Notre président a répondu personnellement à cette question à de nombreuses reprises et a déclaré très clairement que les élections auront lieu, comme prévu, en 2023. Lorsque la Turquie est comparée aujourd’hui à l’état dans lequel elle se trouvait lorsque notre honorable président a pris le pouvoir il y a 20 ans, c’est évident. Recep Tayyip Erdoğan est un dirigeant qui a fait face à de multiples tentatives de coup d’État, de la part de centres de pouvoir nationaux et étrangers, ainsi qu’à des efforts pour orienter la politique. Vous pouvez être certain que le peuple turc est très conscient de ce que signifie avoir de vrais dirigeants en ces temps de chaos mondial.
Qu’est-ce qui a changé en Turquie après la tentative de coup d’État militaire du 15 juillet 2016 ? Le sentiment qui prévaut dans les médias occidentaux est que le régime en Turquie devient plus autoritaire. Qu’est-ce que tu penses ? Aussi, pouvez-vous commenter le fait que votre combat contre FETO faisait partie de l’accord du sommet de l’OTAN en juin pour qu’Ankara lève son veto à l’adhésion de la Suède et de la Finlande à l’Alliance ?
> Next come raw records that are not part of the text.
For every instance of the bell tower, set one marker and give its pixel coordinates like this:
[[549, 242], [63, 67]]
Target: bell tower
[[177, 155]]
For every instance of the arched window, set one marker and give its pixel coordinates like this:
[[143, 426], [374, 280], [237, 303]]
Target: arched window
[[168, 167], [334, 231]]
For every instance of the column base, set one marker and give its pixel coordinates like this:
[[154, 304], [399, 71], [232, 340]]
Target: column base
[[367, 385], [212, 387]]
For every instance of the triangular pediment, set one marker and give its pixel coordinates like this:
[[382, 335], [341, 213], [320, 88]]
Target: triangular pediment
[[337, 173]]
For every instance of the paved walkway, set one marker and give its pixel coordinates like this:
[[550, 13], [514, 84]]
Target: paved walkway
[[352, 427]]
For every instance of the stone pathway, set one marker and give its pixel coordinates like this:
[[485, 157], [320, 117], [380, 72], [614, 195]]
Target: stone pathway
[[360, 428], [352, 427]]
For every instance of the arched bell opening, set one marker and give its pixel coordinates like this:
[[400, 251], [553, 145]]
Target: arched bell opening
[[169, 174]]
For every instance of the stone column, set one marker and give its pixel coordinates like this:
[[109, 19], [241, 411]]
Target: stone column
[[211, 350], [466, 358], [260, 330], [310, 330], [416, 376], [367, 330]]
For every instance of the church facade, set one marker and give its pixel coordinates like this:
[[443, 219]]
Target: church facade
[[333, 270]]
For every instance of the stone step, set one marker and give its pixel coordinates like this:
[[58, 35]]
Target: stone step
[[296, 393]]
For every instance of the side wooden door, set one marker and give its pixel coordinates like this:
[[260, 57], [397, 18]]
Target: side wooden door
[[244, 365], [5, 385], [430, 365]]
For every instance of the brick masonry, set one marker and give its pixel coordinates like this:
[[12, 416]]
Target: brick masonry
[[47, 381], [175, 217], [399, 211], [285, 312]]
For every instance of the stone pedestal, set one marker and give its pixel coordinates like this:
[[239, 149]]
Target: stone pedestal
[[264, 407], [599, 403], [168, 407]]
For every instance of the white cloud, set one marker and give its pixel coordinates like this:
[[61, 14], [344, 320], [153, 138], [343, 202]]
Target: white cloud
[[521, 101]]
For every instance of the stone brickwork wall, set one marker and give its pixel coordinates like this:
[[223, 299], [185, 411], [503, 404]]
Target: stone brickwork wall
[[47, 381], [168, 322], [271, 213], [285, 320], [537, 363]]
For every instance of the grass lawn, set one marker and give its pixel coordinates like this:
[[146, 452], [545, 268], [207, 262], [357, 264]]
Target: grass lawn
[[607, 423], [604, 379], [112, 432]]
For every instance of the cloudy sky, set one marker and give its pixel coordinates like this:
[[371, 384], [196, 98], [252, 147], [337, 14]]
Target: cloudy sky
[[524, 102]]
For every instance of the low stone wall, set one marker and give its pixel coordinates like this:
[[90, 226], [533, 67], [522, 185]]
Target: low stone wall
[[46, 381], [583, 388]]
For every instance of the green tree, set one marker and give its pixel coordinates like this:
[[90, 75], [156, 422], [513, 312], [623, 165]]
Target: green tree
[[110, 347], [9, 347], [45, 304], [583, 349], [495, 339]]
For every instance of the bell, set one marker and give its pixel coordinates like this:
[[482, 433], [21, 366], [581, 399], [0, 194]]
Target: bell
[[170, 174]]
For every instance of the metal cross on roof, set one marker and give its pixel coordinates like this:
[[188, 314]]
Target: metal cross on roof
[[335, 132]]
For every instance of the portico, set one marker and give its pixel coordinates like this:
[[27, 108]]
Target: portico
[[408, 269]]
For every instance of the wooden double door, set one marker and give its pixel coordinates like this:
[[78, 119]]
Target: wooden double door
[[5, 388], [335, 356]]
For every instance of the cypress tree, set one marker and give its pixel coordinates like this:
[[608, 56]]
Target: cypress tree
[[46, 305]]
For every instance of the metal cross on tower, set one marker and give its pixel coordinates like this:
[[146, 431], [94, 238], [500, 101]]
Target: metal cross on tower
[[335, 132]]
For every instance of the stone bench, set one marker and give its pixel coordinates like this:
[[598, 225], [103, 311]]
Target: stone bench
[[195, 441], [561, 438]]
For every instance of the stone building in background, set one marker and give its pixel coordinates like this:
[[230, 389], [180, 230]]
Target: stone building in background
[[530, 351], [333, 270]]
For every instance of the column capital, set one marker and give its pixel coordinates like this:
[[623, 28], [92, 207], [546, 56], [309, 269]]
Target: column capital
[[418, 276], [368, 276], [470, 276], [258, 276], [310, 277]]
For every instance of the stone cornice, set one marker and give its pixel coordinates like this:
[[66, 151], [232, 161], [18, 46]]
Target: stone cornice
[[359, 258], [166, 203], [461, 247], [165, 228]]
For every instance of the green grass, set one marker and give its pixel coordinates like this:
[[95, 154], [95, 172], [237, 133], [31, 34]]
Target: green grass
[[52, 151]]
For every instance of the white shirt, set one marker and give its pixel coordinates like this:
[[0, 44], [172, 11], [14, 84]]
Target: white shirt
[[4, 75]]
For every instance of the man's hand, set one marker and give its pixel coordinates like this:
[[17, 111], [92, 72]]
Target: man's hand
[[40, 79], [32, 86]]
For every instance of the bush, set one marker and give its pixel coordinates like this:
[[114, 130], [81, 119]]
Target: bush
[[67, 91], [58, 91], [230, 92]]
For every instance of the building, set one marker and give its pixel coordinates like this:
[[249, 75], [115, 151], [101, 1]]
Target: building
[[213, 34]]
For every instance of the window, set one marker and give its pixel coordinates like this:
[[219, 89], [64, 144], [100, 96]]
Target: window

La Turquie a fait des percées significatives, notamment dans le domaine de la sécurité nationale, après la tentative de trahison de renverser le gouvernement le 15 juillet. En infiltrant les institutions stratégiques de l’État, les membres de FETO avaient saboté de nombreuses activités cruciales, notamment en ce qui concerne la répression du terrorisme. Après la tentative de coup d’État, identifier les membres des organisations et les éliminer de tous les secteurs, et en particulier de l’administration publique, est devenu une question de sécurité nationale. Décrire cet effort comme autoritaire ne peut être interprété autrement que par le fait que les personnes qui font de telles revendications ont un intérêt à ce que ces personnes restent à ces postes.
Nous avons demandé à la Suède et à la Finlande de prendre des mesures spécifiques, non seulement vis-à-vis de FETO, mais aussi du PKK et de la branche syrienne des YPG. En fin de compte, nos interlocuteurs ont accepté des demandes raisonnables et cela a été consigné dans le mémorandum trilatéral.
Le fait que la répression de FETO soit incluse dans un tel document est, bien sûr, le reflet du succès diplomatique de la Turquie. Donc, sur cette base, nous avons approuvé l’invitation de ces deux pays au sommet de Madrid. Désormais, l’intronisation de la Suède et de la Finlande à l’OTAN dépend de leur capacité à remplir les conditions énoncées dans le mémorandum tripartite.